Much of the post-game discussion focused on the youthful Cork debutants. Cadogan describes them as “well able to take care of themselves”. “Looking back on my own experience in making my championship debut, I had older players encouraging me and making me feel welcome, helping me with the training, all of that,” says Cadogan. “The five lads who started against Tipp have fitted in perfectly since they joined the panel, and their play reflected that in the game. They weren’t fazed by anything, who they were marking, anything - all they wanted was to go out and hurl.
“We’ve been emphasising in training they might not get the same amount of freedom against Waterford the next day, they’ll have completely different tactics and gameplan compared to Tipperary.
“In fairness to the lads, they’re only 19,20 so in one way taking them under your wing would make you feel fairly old at 24! They’re well able to look after themselves, they bring that freshness to training, but at the same time they’re not afraid to give out either if someone isn’t putting it in at training or if they don’t get the ball they want.

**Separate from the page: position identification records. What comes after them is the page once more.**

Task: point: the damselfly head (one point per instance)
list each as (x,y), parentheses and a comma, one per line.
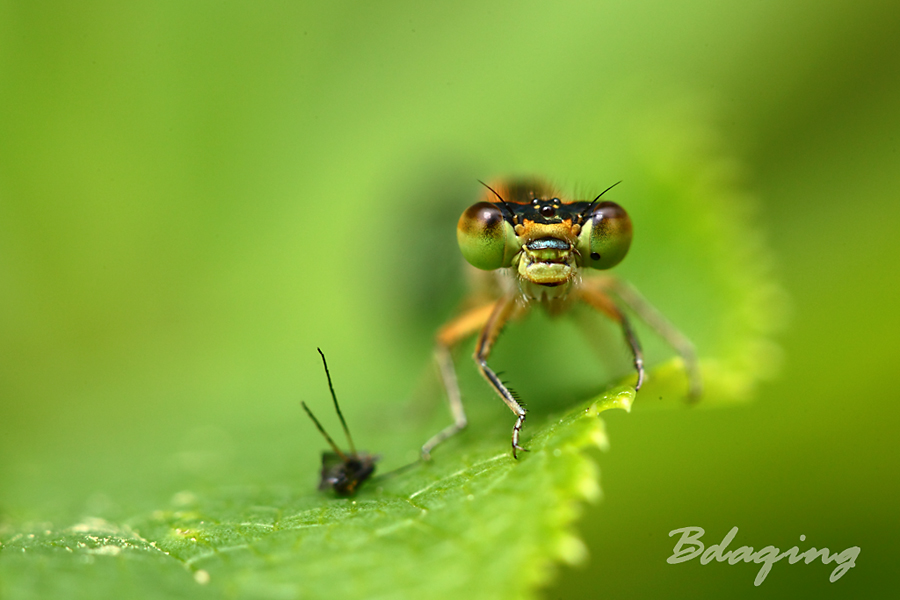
(525,225)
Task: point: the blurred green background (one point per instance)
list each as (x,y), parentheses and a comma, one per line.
(193,196)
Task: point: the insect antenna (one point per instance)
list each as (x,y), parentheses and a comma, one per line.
(337,407)
(323,432)
(594,201)
(502,201)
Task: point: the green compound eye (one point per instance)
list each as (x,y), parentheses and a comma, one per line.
(605,237)
(485,238)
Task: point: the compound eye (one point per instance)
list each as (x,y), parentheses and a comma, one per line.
(486,240)
(605,237)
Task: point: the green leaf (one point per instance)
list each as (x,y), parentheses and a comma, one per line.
(478,523)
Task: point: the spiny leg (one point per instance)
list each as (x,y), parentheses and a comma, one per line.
(503,310)
(449,336)
(666,330)
(604,304)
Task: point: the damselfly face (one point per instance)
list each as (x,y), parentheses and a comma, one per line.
(342,471)
(546,241)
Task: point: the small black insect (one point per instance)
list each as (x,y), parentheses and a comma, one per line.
(342,472)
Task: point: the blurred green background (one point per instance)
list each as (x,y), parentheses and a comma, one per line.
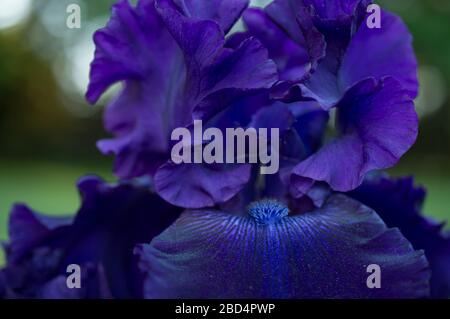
(48,132)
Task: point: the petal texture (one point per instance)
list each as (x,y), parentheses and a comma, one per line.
(323,254)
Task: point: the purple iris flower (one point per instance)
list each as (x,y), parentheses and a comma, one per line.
(233,232)
(100,239)
(326,52)
(268,253)
(172,57)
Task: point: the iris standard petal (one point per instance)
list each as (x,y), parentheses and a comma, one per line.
(381,52)
(376,123)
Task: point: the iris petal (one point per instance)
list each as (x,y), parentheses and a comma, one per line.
(323,254)
(400,203)
(377,123)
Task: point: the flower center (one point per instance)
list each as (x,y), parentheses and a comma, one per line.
(267,211)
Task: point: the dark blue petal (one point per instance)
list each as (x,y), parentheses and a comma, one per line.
(322,254)
(399,203)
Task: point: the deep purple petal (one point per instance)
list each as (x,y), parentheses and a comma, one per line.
(322,254)
(110,222)
(286,29)
(200,185)
(224,12)
(381,52)
(399,204)
(377,124)
(175,67)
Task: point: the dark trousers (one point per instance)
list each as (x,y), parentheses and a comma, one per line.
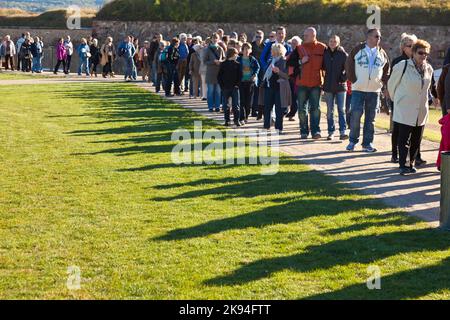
(9,62)
(59,63)
(394,139)
(246,94)
(294,106)
(68,60)
(172,76)
(107,68)
(414,136)
(271,98)
(234,95)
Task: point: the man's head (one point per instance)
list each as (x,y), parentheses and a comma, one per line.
(310,35)
(334,42)
(281,34)
(373,38)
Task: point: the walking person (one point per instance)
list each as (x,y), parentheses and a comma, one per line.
(108,55)
(335,86)
(69,49)
(292,60)
(257,49)
(276,83)
(367,67)
(9,50)
(182,64)
(61,56)
(19,43)
(27,57)
(194,71)
(214,56)
(127,50)
(144,61)
(406,43)
(170,63)
(309,83)
(229,78)
(250,70)
(94,59)
(84,54)
(37,48)
(408,86)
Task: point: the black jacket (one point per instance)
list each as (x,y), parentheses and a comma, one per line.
(334,66)
(230,75)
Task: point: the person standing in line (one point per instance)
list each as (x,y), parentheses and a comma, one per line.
(276,84)
(144,60)
(335,85)
(250,70)
(61,56)
(9,50)
(37,52)
(309,83)
(408,86)
(19,43)
(292,59)
(182,65)
(69,49)
(257,49)
(194,71)
(229,78)
(214,56)
(94,59)
(84,54)
(171,62)
(108,55)
(367,67)
(127,51)
(406,43)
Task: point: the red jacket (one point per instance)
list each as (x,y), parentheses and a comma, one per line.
(445,142)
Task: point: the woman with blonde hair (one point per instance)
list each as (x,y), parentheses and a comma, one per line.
(108,55)
(277,90)
(408,87)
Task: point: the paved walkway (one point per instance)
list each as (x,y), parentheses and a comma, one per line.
(372,174)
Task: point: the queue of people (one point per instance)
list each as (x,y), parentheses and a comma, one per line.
(275,78)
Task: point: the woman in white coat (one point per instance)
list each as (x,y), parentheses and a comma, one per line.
(408,87)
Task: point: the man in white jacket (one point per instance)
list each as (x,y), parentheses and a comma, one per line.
(367,67)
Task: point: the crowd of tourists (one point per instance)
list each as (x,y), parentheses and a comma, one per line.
(274,78)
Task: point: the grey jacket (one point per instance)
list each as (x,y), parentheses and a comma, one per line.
(212,70)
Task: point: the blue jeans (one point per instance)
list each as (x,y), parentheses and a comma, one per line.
(37,66)
(309,105)
(272,97)
(84,66)
(234,94)
(363,102)
(339,98)
(129,67)
(214,96)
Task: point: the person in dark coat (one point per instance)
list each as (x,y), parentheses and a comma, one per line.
(335,86)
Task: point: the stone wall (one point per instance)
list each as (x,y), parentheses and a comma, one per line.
(438,36)
(50,38)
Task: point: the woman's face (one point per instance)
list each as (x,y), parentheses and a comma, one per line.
(421,55)
(407,49)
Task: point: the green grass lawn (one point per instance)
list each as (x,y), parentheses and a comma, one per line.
(87,180)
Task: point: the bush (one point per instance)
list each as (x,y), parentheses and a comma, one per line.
(431,12)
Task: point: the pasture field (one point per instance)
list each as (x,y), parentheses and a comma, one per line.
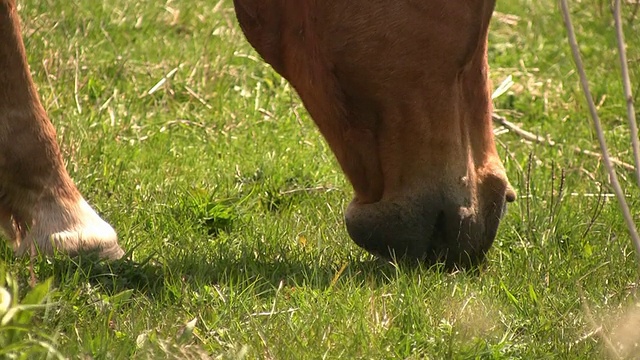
(230,204)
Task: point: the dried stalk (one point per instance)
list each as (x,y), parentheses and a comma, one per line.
(613,177)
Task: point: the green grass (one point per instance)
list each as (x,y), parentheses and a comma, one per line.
(230,203)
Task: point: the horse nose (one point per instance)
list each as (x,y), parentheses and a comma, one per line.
(432,229)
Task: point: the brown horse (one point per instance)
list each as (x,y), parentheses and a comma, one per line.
(399,90)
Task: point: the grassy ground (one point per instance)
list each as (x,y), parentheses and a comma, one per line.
(230,204)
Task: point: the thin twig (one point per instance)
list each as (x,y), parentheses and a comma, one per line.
(529,136)
(613,177)
(626,85)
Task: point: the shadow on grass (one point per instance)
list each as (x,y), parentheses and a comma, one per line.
(155,277)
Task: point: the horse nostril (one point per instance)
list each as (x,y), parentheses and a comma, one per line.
(439,226)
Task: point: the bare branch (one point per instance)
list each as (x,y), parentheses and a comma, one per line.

They’re maturing as they go, which is great to see.”
Cadogan points out even the newer Cork players have seen plenty of Waterford this year already. “The younger lads have gotten a nice bit of experience in the Munster League and the National League, and it also helped that they experienced championship hurling the last day, some of them for the first time, rather than going in cold against Waterford.
“They’re an exceptional team, Waterford, and we could all see that they were unlucky not to get to an All-Ireland final last year; they’re probably second favourites at the least to win the All- Ireland.
“At least our newer players have the experience of facing them twice this year, in the Munster League and the National League, but again - championship is totally different to league hurling. We know the size of the challenge ahead of us next weekend.”
The prospect of a Munster final berth against Clare is “a huge incentive”, he says, but adds: “Kieran and the management team have stressed we can only focus on the next game. We can’t take our eyes off the ball, we can only control the controllables, and if we don’t perform against Waterford the next day then nobody will remember the Tipp game.
“We’re focusing on Waterford totally and on trying to put in another 70-minute performance, as we did against Tipperary. That’s all we can do, and we’re looking forward to the challenge this Sunday.”
His manager pointed to the big fish in the qualifiers already, and Cadogan agrees on the need to go through the front door. “If you ask any inter-county team or players they’d all say they want to go through the front door not the back door, obviously it’s the front. You make it to a Munster final and the worst you can expect is an All- Ireland quarter-final. Everyone wants to go through the front door, the qualifiers will get more and more competitive as teams go in there - Kilkenny are there now and Cork or Waterford will join them there next week. Tipperary, Dublin, Limerick.
“Who wouldn’t want to go through the front door if that’s the alternative?”